Thursday, January 21, 2016

Use it or lose it

In college I took two semesters of Spanish during summer school.  For six weeks I spent like three hours a day in practically an emersion environment.  Pretty soon, I started thinking in Spanish.  I could hold a fairly long conversation.  I was actually speaking and understanding a foreign language.  And then summer ended and I was done with my language requirements.  Despite the face I was living in Tucson, Arizona, just an hour from Mexico, all the Spanish I had studied that summer (and the four years before) slipped away like desert sand in the wind till I can hardly ask where is the bathroom anymore.

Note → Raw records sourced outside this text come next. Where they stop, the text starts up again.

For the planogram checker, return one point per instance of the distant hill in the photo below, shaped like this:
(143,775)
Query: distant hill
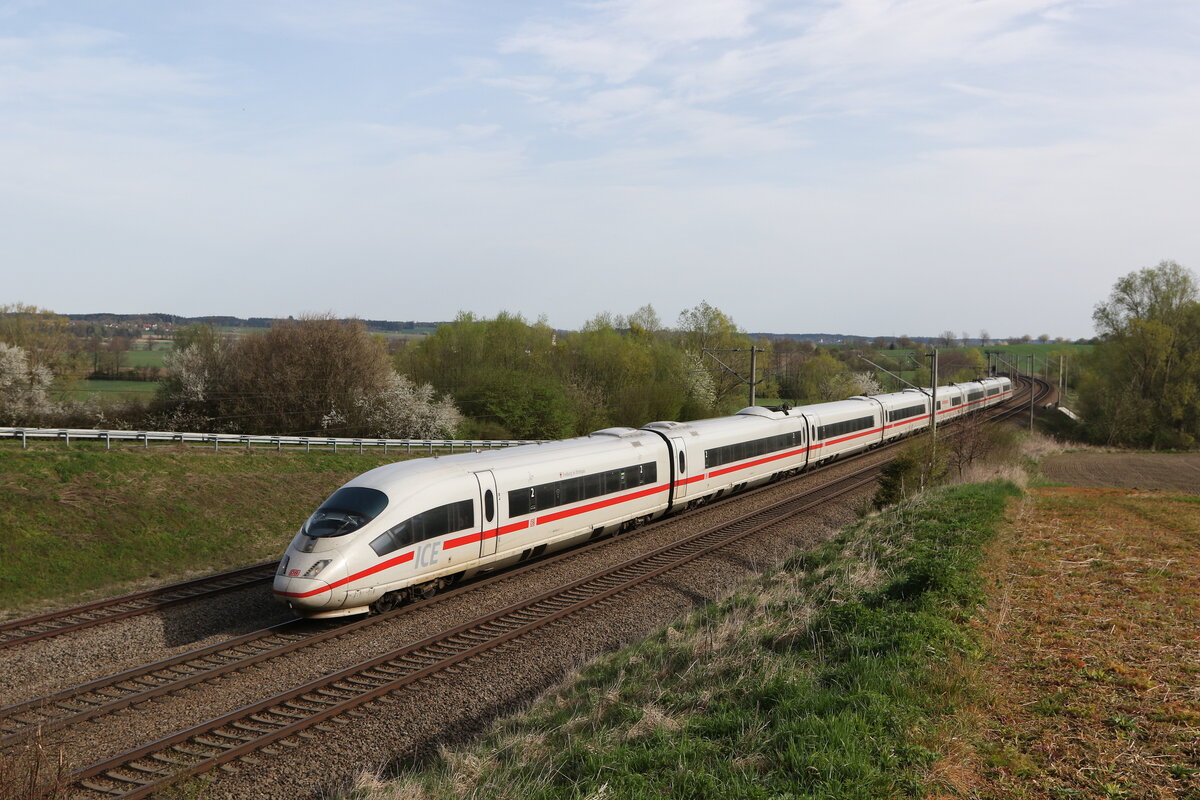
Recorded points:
(175,320)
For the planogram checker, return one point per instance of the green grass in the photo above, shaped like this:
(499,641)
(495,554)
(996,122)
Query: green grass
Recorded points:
(156,358)
(112,391)
(79,519)
(826,680)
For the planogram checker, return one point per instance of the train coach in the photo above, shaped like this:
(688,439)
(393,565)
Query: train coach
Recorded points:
(406,530)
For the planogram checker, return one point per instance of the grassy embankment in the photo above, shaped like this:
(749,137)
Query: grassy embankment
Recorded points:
(79,519)
(825,680)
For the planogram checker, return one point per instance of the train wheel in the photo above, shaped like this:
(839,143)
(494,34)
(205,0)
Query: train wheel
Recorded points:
(391,601)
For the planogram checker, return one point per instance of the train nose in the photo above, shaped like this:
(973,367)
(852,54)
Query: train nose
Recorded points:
(307,593)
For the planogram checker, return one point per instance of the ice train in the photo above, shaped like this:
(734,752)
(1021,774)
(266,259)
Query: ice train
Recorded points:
(408,529)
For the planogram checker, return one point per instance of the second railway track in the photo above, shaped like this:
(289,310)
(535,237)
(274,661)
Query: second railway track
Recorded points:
(147,769)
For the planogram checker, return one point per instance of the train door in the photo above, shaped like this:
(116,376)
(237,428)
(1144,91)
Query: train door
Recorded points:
(490,513)
(679,468)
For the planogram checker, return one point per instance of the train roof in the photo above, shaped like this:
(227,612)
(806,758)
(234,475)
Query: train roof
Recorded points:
(439,468)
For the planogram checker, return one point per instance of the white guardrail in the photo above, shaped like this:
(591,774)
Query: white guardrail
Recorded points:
(247,441)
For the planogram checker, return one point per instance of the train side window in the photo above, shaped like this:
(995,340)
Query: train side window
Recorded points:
(570,491)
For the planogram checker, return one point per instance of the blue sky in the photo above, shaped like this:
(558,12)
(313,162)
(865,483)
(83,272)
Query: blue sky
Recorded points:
(875,167)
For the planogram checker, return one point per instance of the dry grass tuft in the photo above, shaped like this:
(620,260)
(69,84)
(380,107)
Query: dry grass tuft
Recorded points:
(1089,687)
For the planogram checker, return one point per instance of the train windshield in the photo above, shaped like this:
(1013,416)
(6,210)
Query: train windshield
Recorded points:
(346,510)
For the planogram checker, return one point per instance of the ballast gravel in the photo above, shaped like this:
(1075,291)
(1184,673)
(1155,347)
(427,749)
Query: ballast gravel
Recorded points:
(413,722)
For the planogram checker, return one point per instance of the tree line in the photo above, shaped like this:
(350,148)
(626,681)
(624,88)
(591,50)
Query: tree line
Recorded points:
(507,377)
(473,378)
(1141,384)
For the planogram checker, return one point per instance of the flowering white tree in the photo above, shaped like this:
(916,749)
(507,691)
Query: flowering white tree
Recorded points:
(402,409)
(23,388)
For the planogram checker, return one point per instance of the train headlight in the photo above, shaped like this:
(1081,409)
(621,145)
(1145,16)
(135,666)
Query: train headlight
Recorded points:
(315,570)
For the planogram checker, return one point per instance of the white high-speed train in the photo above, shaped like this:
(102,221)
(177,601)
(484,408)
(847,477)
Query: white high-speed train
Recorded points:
(408,529)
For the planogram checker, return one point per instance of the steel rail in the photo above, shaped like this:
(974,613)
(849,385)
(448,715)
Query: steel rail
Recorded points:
(76,618)
(103,611)
(147,769)
(106,695)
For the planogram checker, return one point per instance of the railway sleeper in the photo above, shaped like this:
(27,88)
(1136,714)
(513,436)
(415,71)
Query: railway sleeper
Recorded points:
(174,762)
(148,769)
(96,786)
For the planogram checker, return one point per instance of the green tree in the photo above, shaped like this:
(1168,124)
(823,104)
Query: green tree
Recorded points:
(45,337)
(708,329)
(1141,384)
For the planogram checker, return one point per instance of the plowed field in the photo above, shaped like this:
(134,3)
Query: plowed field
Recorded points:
(1089,685)
(1170,471)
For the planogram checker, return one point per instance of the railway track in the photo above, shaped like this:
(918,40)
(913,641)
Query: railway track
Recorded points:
(77,704)
(33,629)
(78,618)
(70,707)
(336,698)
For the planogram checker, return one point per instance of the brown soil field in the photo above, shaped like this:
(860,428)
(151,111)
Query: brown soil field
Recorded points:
(1170,471)
(1090,680)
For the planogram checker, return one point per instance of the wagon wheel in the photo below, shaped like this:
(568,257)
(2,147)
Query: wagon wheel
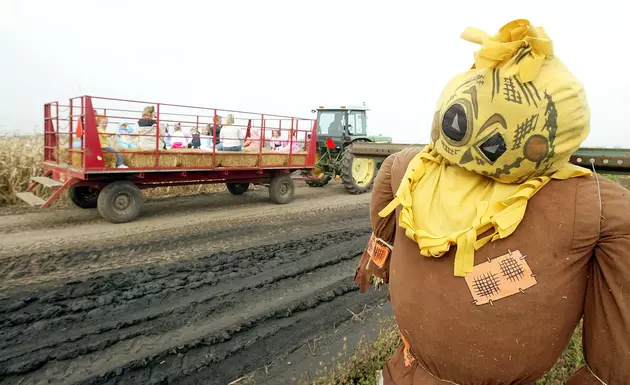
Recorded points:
(85,197)
(281,189)
(120,202)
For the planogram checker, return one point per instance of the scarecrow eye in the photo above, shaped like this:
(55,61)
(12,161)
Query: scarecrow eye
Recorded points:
(493,148)
(454,123)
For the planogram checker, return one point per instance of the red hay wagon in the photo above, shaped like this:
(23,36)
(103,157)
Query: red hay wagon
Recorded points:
(158,154)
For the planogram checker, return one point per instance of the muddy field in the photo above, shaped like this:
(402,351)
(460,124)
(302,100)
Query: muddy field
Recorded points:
(197,290)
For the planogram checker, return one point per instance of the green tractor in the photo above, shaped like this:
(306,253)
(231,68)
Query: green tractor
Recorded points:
(338,129)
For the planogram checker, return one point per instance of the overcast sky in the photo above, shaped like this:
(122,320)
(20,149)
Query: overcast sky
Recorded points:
(287,57)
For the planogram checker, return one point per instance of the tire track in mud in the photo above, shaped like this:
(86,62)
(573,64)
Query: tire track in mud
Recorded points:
(205,320)
(188,242)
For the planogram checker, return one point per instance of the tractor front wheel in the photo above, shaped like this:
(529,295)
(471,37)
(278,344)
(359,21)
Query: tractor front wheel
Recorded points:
(357,173)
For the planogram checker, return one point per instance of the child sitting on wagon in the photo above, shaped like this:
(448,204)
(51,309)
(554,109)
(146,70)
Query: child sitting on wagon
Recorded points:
(124,140)
(178,138)
(206,138)
(105,138)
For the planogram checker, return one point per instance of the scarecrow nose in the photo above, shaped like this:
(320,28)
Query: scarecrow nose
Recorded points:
(467,157)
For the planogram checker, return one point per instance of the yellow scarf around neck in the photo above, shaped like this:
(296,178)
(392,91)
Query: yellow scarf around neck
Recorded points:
(444,205)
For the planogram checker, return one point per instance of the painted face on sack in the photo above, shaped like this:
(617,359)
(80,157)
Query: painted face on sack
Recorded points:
(491,123)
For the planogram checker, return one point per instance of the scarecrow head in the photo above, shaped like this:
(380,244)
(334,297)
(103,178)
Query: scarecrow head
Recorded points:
(517,114)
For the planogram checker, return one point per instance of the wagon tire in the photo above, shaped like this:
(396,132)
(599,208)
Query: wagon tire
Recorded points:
(85,197)
(120,202)
(237,188)
(281,189)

When it comes to language, if you don’t use it, you lose it.  I learned that with Spanish.  As soon as I stopped studying and moved to an area with less Spanish speaking people, it all faded away.  I am sure it is still there, if I started studying again.  In fact, when I am searching for a Japanese word, a Spanish one sometimes slips out.  But what I didn’t realize is you can still lose what you have picked up even if you are still immersed in the language!

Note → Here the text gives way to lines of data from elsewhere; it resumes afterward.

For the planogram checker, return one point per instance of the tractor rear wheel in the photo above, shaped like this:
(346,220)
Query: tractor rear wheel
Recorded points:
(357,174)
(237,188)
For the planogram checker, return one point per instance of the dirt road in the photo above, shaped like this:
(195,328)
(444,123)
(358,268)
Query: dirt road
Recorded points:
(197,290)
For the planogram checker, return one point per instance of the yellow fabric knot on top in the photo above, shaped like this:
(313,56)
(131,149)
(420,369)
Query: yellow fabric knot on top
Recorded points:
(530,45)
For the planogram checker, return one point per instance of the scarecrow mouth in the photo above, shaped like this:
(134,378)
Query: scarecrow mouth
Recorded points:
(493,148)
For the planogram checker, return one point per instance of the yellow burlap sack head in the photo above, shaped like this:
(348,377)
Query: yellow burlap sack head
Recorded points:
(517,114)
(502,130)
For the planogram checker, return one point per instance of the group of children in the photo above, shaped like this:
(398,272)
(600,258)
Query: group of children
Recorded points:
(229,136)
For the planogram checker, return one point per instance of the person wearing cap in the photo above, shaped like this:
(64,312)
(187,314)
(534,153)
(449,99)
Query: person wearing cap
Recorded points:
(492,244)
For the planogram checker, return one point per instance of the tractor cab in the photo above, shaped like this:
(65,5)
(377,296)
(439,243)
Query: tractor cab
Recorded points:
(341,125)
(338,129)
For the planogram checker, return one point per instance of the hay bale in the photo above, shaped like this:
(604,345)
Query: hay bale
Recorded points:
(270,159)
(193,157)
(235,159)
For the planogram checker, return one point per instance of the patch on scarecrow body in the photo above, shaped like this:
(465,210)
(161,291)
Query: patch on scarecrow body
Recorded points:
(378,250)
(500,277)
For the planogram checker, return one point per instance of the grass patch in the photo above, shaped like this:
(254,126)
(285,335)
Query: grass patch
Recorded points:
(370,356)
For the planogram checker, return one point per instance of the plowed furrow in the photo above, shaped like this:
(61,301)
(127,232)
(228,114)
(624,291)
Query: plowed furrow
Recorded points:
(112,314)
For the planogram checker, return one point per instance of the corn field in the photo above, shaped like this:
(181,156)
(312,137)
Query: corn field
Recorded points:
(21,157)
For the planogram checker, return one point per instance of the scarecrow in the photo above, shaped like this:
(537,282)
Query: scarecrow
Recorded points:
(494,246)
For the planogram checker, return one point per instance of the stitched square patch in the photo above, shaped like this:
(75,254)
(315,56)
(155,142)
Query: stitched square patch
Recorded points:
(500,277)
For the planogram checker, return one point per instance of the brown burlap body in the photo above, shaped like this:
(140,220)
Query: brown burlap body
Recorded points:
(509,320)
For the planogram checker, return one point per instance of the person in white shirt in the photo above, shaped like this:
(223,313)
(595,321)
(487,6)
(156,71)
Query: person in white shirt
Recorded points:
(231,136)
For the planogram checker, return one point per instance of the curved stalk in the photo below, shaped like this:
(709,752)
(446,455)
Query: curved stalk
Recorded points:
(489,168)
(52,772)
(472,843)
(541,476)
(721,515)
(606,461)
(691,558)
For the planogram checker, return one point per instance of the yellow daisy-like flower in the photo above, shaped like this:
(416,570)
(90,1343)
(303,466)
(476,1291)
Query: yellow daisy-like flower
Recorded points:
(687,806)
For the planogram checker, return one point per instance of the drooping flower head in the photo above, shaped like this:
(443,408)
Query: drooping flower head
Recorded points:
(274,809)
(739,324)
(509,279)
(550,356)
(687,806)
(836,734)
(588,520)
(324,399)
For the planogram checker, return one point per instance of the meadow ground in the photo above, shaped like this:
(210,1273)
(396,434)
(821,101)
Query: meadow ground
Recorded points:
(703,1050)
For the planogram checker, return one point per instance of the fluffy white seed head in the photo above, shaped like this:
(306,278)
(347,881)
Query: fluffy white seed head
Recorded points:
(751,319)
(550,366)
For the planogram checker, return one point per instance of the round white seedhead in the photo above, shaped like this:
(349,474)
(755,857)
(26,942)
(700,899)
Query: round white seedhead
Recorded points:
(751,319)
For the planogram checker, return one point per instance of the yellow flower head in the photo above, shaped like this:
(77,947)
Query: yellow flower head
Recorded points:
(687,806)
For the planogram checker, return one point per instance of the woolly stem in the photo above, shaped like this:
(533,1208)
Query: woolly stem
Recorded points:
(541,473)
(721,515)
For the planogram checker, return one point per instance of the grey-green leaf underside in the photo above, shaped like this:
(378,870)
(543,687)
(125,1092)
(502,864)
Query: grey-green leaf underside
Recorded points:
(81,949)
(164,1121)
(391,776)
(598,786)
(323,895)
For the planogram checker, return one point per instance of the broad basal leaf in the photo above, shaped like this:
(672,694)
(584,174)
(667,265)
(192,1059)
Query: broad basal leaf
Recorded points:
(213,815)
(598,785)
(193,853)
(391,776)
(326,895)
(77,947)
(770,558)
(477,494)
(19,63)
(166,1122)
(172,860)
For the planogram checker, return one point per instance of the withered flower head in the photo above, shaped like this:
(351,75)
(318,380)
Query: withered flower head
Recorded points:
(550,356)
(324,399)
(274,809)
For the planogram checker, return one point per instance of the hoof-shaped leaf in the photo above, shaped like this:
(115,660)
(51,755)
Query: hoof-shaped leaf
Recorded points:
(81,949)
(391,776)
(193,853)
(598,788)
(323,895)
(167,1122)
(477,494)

I have not done much to study Japanese while I have been in Japan.  There have been a few half-hearted attempts at kanji.  I had some success trying to translate the first volume of One Piece, an anime and manga I enjoy and know the story for.  But mostly I have learned by listening and talking to people.  When I lived in Osaka, this was easy.  I had my flat mates, the people on the shopping street, and neighborhood friends to practice with.  At school my desk was right in the middle of things and my coworkers really tried to talk to me.  But when I moved to Wakayama, I started to slip.  Traveling between two schools kind of distanced me from my coworkers.  Not to mention high school teachers are a lot busier.  So where I used to chat with the nurse and other teachers without classes, I now find myself sitting quietly at my desk in the back of the teachers’ room.  This is not to say my teachers ignore me or avoid me, it is just different.

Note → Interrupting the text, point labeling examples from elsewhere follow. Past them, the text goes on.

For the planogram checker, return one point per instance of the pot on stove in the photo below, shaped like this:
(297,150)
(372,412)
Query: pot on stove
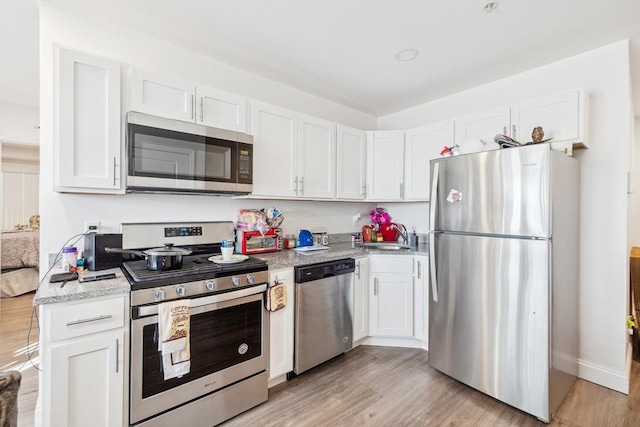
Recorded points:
(165,258)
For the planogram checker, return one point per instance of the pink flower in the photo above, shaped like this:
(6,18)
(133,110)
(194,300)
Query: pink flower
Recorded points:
(379,216)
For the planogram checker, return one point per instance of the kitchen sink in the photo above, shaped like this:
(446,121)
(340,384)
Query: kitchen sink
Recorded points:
(386,246)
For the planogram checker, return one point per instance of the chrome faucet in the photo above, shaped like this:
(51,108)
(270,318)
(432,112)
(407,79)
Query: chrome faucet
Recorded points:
(403,232)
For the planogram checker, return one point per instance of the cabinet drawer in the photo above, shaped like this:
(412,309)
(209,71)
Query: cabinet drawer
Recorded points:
(395,264)
(74,320)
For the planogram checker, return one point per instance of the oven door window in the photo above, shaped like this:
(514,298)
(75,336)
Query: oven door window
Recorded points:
(160,153)
(219,339)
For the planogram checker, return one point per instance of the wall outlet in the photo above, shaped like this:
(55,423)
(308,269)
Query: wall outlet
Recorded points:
(92,226)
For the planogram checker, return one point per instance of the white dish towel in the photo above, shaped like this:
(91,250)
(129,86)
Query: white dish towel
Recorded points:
(173,325)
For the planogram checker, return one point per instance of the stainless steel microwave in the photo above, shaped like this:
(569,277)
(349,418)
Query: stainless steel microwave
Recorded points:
(170,156)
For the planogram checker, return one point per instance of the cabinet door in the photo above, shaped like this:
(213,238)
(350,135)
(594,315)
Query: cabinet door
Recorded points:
(484,125)
(275,150)
(162,96)
(351,162)
(221,109)
(391,306)
(88,374)
(421,145)
(316,158)
(281,328)
(88,153)
(385,170)
(361,300)
(421,303)
(560,116)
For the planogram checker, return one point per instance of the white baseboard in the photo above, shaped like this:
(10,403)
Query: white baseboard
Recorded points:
(618,381)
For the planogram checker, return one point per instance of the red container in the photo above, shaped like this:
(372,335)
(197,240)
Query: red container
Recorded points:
(389,233)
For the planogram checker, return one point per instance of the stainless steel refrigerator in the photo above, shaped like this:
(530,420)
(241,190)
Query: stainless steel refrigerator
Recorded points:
(503,294)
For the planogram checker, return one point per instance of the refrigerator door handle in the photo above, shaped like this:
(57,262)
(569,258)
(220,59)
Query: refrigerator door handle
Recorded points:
(432,266)
(434,197)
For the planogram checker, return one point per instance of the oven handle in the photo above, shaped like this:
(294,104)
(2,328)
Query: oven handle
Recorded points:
(152,310)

My situation at home is different, too.  I no longer stroll past mom and pop businesses on a daily basis, stopping to chat about weather, family, and work.  I no longer have flat mates to listen to, much less discuss life with.  My apartment is in the middle of a residential neighborhood, but I hardly see my neighbors.  My commute is long and by the time I get home it is easier to cook for myself than find a restaurant or take away close by.  So my weeknights are spent quietly.  I still watch anime, but I have found myself reading more than listening.

 Now this would not be so much of a problem if I had kept up studying on my own.  But without people to practice with, the studying is hard.  I never really figured out how to learn language.  I have tried different things, but nothing really seemed to work.  Or, more likely, I never really gave it the time to work.  I have never been really good at commitment.  But studying on my own, I was always left with questions of why and how with no way to answer them.  Conjugation, counters, levels of politeness – Japanese is a very difficult language to understand the ins and outs of.  Flash cards and kanji didn’t help me speak or listen.  I need a structured class, I think.  Something with other people that will give me support and keep me accountable.

It sounds counter intuitive, but I have kind of put learning Japanese on the back burner for now.  My time here is drawing to a close, and I would rather spend the time exploring and interacting than holed up studying.  Perhaps when I am back in the US I will have the time and resources to learn the language I have been living with for over a year. 

My struggle with language has been my biggest frustration in my time here.  Being unable to communicate has left me isolated, confused, and often frustrated.  Learning while living here turned out to be very difficult with a full time job and a world of amazing things to explore.  If I could do it again, I would put off moving here until I could speak and read the language at least a little bit.